Ovo comes from Latin and means "egg". As the name suggests, eggs are eaten. Meat and any dairy products are not part of the ovo-vegetal diet. Most ovo vegetarians pay attention to organic quality when purchasing eggs and only buy eggs from free-range chickens. This type of diet is healthy, but you should still get enough vitamin B12 and calcium.

What you don't eat:

  • flesh
  • poultry
  • sea ​​animals
  • Whey products

What they eat:

Pescetarians

This group, also known as pesco vegetarians, has cut meat from their menu, but eats fish, whey products and eggs.

What you don't eat:

What they eat:

Pudding vegetarians

They may not eat meat, but they are not very strict about their diet. Often, finished products or sweets are used, fruits and vegetables rarely. Young people in particular cling to this form of vegetarianism. Such a diet is just as healthy or unhealthy as that of meat eaters who eat fast food.

What you don't eat:

What they eat:

Flexitarians

These "occasional vegetarians" value a healthy diet and generally eat little meat.

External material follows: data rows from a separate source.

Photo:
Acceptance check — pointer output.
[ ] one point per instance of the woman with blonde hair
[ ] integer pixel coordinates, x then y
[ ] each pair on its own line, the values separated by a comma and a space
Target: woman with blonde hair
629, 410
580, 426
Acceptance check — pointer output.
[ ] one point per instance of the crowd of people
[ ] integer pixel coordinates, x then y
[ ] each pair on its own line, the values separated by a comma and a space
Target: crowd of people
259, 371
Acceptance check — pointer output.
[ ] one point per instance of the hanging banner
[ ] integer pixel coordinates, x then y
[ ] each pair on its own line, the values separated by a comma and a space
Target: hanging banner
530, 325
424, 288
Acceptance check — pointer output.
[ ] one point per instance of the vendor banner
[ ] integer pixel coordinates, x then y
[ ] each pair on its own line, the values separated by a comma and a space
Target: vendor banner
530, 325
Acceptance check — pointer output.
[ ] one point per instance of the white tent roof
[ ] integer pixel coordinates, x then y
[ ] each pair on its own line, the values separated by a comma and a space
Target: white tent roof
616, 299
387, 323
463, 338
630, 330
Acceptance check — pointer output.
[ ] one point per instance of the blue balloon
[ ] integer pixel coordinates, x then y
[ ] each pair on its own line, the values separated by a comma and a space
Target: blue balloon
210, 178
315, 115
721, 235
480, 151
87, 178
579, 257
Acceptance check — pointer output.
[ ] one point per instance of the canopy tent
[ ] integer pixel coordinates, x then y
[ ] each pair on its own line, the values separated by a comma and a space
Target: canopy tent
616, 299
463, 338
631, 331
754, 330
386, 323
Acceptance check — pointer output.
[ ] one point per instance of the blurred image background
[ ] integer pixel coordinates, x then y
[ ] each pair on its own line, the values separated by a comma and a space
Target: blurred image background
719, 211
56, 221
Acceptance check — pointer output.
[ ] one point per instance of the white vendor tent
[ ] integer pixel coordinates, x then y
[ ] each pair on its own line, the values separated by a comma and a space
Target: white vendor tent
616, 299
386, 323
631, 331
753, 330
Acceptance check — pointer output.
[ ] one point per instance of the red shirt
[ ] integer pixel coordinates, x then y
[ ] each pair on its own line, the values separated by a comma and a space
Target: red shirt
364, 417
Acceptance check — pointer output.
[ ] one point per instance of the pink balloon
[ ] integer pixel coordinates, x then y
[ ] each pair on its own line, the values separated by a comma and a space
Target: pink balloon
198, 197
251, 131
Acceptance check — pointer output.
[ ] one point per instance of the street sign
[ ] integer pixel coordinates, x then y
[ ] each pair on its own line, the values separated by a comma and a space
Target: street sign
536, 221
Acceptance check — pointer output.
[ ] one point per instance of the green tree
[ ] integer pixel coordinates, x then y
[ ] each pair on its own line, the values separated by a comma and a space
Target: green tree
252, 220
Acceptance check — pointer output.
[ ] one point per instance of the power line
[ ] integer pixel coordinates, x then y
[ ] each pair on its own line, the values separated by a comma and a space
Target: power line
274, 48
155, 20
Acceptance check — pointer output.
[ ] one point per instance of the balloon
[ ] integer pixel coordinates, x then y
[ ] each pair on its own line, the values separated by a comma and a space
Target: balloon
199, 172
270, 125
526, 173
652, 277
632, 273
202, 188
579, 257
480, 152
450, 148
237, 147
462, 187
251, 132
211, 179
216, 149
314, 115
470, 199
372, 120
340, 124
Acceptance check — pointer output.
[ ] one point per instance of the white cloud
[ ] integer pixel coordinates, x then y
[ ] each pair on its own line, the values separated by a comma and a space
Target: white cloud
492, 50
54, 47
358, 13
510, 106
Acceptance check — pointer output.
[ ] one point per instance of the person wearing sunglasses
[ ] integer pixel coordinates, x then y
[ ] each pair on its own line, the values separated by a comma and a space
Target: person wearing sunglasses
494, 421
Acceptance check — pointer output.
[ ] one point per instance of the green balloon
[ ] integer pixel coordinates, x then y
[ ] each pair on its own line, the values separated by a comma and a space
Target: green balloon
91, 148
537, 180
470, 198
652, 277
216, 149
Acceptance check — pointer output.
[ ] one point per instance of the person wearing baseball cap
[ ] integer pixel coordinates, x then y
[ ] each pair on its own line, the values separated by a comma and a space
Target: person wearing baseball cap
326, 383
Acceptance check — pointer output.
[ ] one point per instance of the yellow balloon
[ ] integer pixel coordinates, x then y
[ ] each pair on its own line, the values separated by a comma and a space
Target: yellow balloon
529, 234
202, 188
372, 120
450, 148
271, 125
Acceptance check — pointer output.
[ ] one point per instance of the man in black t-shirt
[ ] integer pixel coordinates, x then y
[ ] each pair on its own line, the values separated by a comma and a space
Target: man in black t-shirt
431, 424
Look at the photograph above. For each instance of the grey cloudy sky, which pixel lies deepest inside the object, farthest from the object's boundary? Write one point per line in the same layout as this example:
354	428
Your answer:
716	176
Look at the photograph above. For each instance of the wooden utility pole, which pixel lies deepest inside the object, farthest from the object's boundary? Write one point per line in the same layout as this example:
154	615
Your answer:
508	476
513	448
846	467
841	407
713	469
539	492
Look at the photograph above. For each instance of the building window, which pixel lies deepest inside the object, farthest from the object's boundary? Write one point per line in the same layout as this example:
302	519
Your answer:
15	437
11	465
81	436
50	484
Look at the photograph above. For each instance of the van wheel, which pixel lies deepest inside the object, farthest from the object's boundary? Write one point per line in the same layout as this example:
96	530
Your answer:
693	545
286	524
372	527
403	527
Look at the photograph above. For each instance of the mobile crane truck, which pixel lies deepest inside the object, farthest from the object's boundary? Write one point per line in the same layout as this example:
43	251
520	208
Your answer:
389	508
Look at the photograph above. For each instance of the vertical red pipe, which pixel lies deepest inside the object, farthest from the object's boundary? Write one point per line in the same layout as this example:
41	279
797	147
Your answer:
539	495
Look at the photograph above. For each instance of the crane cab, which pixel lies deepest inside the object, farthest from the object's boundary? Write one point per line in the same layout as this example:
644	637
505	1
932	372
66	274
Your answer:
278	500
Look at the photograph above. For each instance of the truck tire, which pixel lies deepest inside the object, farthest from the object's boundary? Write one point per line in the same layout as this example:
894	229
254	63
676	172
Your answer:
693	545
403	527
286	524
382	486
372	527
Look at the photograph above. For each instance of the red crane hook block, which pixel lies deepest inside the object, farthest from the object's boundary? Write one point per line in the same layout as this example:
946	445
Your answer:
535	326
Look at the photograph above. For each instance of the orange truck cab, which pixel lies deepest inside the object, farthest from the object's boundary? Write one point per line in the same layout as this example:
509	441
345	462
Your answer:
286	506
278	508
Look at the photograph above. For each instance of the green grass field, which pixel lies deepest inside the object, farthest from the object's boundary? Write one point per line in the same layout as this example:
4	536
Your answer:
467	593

If it does, pay attention to high quality meat without factory farming and prepare it carefully.

Freegans

This group even goes a step further: they only eat non-animal products that cost nothing. Instead of going to the supermarket, freegans rummage in its garbage cans or go into the forest to pick mushrooms - not to save money, but to protest against the throwaway society and mass consumption.

What you don't eat:

What they eat:

  • All vegetarian and vegan products

vegan

The strict vegetarians do not eat any animal products at all. That means no milk and no eggs, but also no honey or gummy bears with gelatine. Because they reject the exploitation of animals in any form, many vegans also do not wear wool clothes or leather shoes. The worldview that is often associated with this is on the advance: it is estimated that one in ten of the six million vegetarians in Germany is vegan. It is important to have your doctor check your vitamin B12 levels every year, and possibly take an appropriate dietary supplement.

What you don't eat:

What they eat:

  • Vegan and vegetarian products

Fruitarians

The "extremists" among the vegans only eat vegetable products, the harvest of which does not damage the parent plant. In plain language this means: primarily fruit and nuts, i.e. only the fruits of plants. They disdain grain (is mowed!). Many fruitarians believe that humans are biologically fruit-eater. Nutrition experts warn, however, that frutarianism does not provide the body with all the nutrients it needs.

What you don't eat:

  • All animal products and all mass-produced products that destroy plants (including grain, fruits, vegetables, etc.)

What they eat:

  • Fruits and nuts, so only the fruits of plants.